The GoDaddy DNS event (which I wrote about here) has been the subject of many a post-mortem and water-cooler conversation in the web performance world for the last week. In addition to the many well-publicized issues that have been discussed, there was one more, hidden effect that most folks may not have noticed – unless you use Firefox.
Firefox uses OCSP lookups to validate the certificate of SSL certificates. If you go to a new site and connect using SSL, Firefox has a process to check the validity of SSL cert. The results are of the lookup cached and stored for some time (I have heard 3 days, this could be incorrect) before checking again.
Before the security wonks in the audience get upset, realize I’m not an OCSP or SSL expert, and would love some comments and feedback that help the rest of us understand exactly how this works. What I do know is that anyone who came to a site the relied on an SSL cert provided and/or signed by GoDaddy at some point in its cert validation path discovered a nasty side-effect of this really great idea when the GoDaddy DNS outage occurred: If you can’t reach the cert signer, the performance of your site will be significantly delayed.
Remember this: It was GoDaddy this time; next time, it could be your cert signing authority.
How did this happen? Performing an OCSP lookup requires a opening a new TCP connection so that an HTTP request can be made to the OCSP provider. A new TCP connection requires a DNS lookup. If you can’t perform a successful DNS lookup to find the IP address of the OCSP host…well, I think you can guess the rest.
Unlike other third-party outages, these are not ones that can be shrugged off. These are ones that will affect page rendering by blocking the downloading the mobile or web application content you present to customers.
I am not someone who can comment on the effectiveness of OCSP lookups in increasing web and mobile security. OCSP lookup for Firefox are simply one more indication of how complex the design and management of modern online applications is.
Learning from the near-disaster state and preventing it from happening again is more important that a disaster post-mortem. The signs of potential complexity collapse exist throughout your applications, if you take the time to look. And while something like OCSP may like like a minor inconvenience, when it affects a discernible portion of your Firefox users, it becomes a very large mouse scaring a very jumpy elephant.
It’s a rare Web site these days that hosts all of its own content. From the smallest blog to the largest retailer, Web sites farm out their images, streams, and pages to CDNs, and absorb feeds, ads, and data streams from any number of outside providers.
Effective Web performance demands that a site take responsibility for the entire site, not just the parts under direct local management. Why? Because customers see a problem with your site, not with a provider.
How can the performance all of the third-party content on a site be managed? Using the exactly the same strategies already place to manage the performance of local content.
Measure from the outside-in
Customers come from the Internet. That measuring the performance of a site from the perspective of visitors is being mentioned here should not be a surprise. Critical to this part of managing third-parties is the ability to see into the page and determine if there are performance issues requesting and transmitting data from third-parties.
In the first article of this series, I detailed a number of approaches to actively gathering performance data. This method, whether from the datacenter or the last mile, will provide the early warning signs that there is an issue with a third-party, and feeding this data into the performance issue management plan.
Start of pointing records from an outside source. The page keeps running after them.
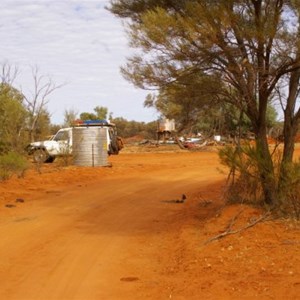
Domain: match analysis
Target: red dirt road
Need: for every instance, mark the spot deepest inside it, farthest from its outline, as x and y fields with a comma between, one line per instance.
x=118, y=233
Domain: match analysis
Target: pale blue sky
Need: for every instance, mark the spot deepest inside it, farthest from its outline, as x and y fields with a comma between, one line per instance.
x=72, y=41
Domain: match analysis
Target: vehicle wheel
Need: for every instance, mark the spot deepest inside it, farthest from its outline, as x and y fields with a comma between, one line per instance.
x=50, y=159
x=40, y=156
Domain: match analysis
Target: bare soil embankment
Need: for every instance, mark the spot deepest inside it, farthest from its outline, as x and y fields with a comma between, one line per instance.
x=119, y=233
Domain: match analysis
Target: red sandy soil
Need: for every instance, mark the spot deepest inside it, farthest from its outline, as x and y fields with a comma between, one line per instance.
x=118, y=233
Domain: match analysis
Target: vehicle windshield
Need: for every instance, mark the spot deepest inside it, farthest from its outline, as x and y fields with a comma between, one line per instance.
x=61, y=136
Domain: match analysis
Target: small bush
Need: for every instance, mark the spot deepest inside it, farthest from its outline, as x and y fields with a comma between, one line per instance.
x=291, y=197
x=244, y=185
x=244, y=182
x=12, y=163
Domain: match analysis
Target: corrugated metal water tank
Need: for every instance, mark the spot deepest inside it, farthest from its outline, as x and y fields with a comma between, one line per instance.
x=90, y=146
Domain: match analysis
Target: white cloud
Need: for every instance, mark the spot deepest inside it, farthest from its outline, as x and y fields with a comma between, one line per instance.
x=78, y=42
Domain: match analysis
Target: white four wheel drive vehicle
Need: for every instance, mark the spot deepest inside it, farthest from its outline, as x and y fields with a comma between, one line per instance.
x=61, y=143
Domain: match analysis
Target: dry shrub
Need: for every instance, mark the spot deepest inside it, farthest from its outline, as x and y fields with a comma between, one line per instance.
x=291, y=192
x=244, y=183
x=12, y=163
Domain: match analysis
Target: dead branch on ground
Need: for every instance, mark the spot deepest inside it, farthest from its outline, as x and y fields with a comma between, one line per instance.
x=229, y=230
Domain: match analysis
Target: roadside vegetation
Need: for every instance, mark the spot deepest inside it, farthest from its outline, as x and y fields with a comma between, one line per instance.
x=230, y=58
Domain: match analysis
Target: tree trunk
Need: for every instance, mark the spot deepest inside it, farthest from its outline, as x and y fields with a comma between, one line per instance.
x=266, y=168
x=289, y=132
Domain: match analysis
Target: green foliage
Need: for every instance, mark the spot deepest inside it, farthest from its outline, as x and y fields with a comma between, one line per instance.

Measure from inside the browser
The network and application performance of a third-party page component is just the start of the process, as this is what it takes to get the object to the browser. But what if this object then launches a number of actions, or starts to render on the screen. This may lead to a whole different range of issues that are a blind spot when analyzing Web performance.
Measuring the performance of discrete page elements from within the visitors browser will provide deeper insight into what effects the customer sees and which third-parties will need to be approached in order to improve the overall Web performance of the site.
Have clear and useful SLOs and SLAs
Service level objectives and service level agreements are often thrown about whenever there is the suspicion that there is a Web performance issue. Using these documents and frameworks as a club to beat up partners with is counter-productive.
SLOs and SLAs should clearly detail:
- the performance expectations of the Web site owner
- the performance and delivery capabilities of the third-party provider
Guess what? Arriving at this in a way that doesn’t lead to resentment and mistrust on both sides requires open and honest discussion.
If Web site owners and third-parties are going to work together to ensure the most effective Web performance strategy possible, then data must flow freely. Vendors will need access to the same data that Web site owners have (and vice versa) in order to ensure that if an issue is detected, everyone can examine all of the available data, and solve the problem quickly.
A recurring and critical theme when establishing a culture of effective Web performance is communication. When working with third-parties, this is even more critical, as the performance culture of one organization may be completely different from another. The Web site owner may have one site of criteria that determines a Web performance issue, while the vendor has another, and unless these are understood, problems will occur.
Clear communication paths must be baked into the SLA. Named contacts or contact paths will be there, as will expected response times for inbound requests, and escalation procedures.
When there is a performance issue, both sides will need to be very clear about how each other will respond.
Third-party content on Web sites is a fact. It shouldn’t be a headache. Effective Web performance measurement strategies, shared sources of Web performance data, and clearly understood paths and methods of communication will make using third-party content less stress-inducing to everyone.